Grob and his companions awoke -they knew not how much later- on a strange rocky shore, and prepared, as best they could, to find their way back home.

***

This battle was the first adventure in a roleplaying game, and was played using the Swords and Wizardry (C) Mythmere Games mass combat rules, modified slightly for a naval fight.

The minis and terrain were very simple, and, I think, show how an inexpensive set up can still result in a nice looking battle. The galleys were pieces from the Conquest of the Empire game (c) Eagle Games painted simply and dipped. The "summoned megalodons" were simply toy sharks, already painted, that I picked up at a local dollar store. The "fire drops" (the local word for Greek fire) were, of course, simply red gaming stones.

Undead Sock Puppet30 Apr 2009 6:41 p.m. PST

I like that. Nice, simple minis, but elegantly painted.

I also like the story line. Sounds like it will be a fun campaign, and, if I was Grob, I'd be itching to get back at those turn-coat imperial wizards. Coincidence my Bleeped text

One Day Without Boo Boo01 May 2009 5:28 a.m. PST

Small battle and basic layout, but looks good. Me? I'm more of a blacken-the-board-with-minis style of guy, and would definitely have had some giant crabs and kraken or whatever out there too, but this looks nice.

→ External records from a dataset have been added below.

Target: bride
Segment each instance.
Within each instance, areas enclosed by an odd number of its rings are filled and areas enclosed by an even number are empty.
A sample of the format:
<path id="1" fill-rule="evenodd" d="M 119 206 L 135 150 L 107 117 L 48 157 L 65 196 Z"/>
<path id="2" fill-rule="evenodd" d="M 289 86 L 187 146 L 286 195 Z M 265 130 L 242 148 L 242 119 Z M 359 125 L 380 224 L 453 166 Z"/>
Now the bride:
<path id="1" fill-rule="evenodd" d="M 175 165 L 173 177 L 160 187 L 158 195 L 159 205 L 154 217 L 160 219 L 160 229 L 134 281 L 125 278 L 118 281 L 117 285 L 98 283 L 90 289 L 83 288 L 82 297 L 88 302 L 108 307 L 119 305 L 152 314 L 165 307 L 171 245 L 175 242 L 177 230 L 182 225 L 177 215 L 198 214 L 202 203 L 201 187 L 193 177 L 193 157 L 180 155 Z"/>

Chgowiz01 May 2009 6:26 a.m. PST

Any chance you'd share your naval battle rules/adjustments to the mass combat rules in Swords & Wizardry?

Inquisitor Thaken01 May 2009 1:55 p.m. PST

They are very simple adjustments, but here they are.

__________________

Mass Combat Addition

Naval Combat
All standard mass combat rules apply for naval battles, with the following modifications:

Ships: These count as infantry units, being unable to change direction and move in the same turn. They fight as units too, with merchant ships carrying twenty warriors and warships carrying forty. Both ship types moving 12". Ships enter melee when in base contact, otherwise they can only shoot bows, catapults or other missile weapons or spells at each other. If desired, half of the victorious crew is dispatched as a prize crew to take the enemy vessel, which then joins its fleet.

Ram: If a ship is able to line itself up so that it can strike another ship with its prow in the side (at between 45 and 90 degrees to the center line, prow to stern, of the target ship), it can ram, assuming the ship is equipped with a ram. A rammed ship must make an immediate morale check (+1 bonus for warships being rammed, -1 penalty for any ship being rammed by a warship). If it breaks, it sinks next turn (after one turn of ordinary combat). If not, the ships are locked together until one crew overpowers the other. If two ships are locked in melee, a ship which fails an ordinary morale check surrenders, and is captured (as above).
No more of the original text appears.